As owner and part of the management of G4S Yemen when the company left in June 2015, Sanabani admittedly knew about the company’s plan to halt its operations. He apparently “could not stand idle seeing the company fold and run”…but still didn’t think necessary to tell the workers about it. When it comes to the claim that local management “received death threats and were dragged to jail”, it strongly looks like an attempt to turn the whole story on its head. Sanabani brought a new managerial team to run a fraudulent G4S, composed of Ahmed Alkhatib as general manager and Abou Mustafaa as vice-manager. Both are accused by the workers of having been involved in the killings of three of their colleagues on December 3, 2016, as well as in several death threats made against them. Since your article quotes Sanabani at length, balancing his arguments with some of the workers’ own words about the abuse and terror they have faced, would not have been out of order.
Finally, your article mentions the fact that Sanabani had arguably “reached compensation agreements with about 100, while the rest had refused to settle, insisting on a bigger package.” This is quite a euphemistic way of spinning it from Sanabani’s part. A better way would be to say that these companies exploited the vulnerability and desperate financial situation faced by about 100 workers and their families to buy their silence with peanuts. The others have refused to renege on their basic rights.
Indeed, the compensation received by these workers was of around 110,000 Yemeni Rials – i.e., the equivalent of $440, i.e. less than a guard’s monthly wage, and way below what is required under Yemeni laws under such circumstances. Incidentally, it is also less than what the CEO of TOTAL Patrick Pouyanne -who received a 25% rise in his pay last year- earns every fifteen minutes.
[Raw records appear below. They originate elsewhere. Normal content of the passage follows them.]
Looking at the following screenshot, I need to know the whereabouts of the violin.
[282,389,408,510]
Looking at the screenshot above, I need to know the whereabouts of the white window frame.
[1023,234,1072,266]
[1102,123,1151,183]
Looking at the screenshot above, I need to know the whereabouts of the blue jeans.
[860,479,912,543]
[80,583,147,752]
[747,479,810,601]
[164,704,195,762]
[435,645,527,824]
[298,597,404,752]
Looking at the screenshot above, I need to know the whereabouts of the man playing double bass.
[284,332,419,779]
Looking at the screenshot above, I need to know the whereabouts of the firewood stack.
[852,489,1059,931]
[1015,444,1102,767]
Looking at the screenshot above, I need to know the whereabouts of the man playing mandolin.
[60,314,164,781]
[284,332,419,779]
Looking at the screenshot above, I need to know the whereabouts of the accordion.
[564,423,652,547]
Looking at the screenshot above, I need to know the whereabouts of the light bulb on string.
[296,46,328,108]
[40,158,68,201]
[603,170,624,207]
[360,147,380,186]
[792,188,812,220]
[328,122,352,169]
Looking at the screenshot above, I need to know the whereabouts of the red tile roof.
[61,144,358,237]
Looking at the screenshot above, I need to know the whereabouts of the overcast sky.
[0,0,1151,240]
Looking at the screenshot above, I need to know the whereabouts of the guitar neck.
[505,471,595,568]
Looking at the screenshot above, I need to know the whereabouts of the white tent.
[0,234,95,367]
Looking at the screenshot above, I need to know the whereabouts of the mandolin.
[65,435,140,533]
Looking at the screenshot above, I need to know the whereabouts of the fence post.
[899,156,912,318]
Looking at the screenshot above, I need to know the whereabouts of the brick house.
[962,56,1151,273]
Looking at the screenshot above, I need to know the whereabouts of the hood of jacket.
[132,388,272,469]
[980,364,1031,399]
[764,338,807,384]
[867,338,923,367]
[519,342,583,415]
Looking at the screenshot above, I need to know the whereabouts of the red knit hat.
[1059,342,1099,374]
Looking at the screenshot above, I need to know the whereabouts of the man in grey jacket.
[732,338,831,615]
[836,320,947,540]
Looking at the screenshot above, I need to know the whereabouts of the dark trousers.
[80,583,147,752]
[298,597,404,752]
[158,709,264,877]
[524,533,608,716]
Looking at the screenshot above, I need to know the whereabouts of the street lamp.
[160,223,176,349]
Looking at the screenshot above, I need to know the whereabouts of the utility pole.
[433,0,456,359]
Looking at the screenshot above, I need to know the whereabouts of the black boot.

The TOTAL spokesperson quoted in your article argues that the employees of G4S were “fairly compensated with a package exceeding the requirements of the Yemeni laws”. Even in the case this person was referring only to the part of the workforce who has settled its conflict with the company, this statement would be highly questionable. If this particular settlement was as fair as it is claimed, why indeed did the companies try so hard to keep it secret, pushing the workers concerned to sign a ‘Settlement and Release Agreement’ stating that “the Claimant agrees not to make any press statement or to disclose any information to any media in relation to this Agreement”? A copy of this document was provided to us and can be seen below. This gag order is a veiled form of intimidation which sheds further light on the methods used by these companies in an attempt to cover up the tracks of their extortion.
The insinuation that the entire workforce, initially composed of 208 security guards, has been “fairly compensated” will sound even more of a cynical joke for the 115 remaining workers who are still working up till today under court-mandated duty to protect the sites of TOTAL seized by the court, and have not been paid for more than a year of work done – let alone been notified of any redundancy, nor compensated in any manner whatsoever.
While TOTAL and G4S register jumps in their profits, their rapacious role is destroying lives in a country already gripped by civil war, famine and economic collapse. As their lies get exposed and activists express their outrage from Hong Kong to Abidjan, the label of “corporate social responsibility” both companies try to veneer themselves with, is cracking from every part. Hence it is now high time for these companies to pay up.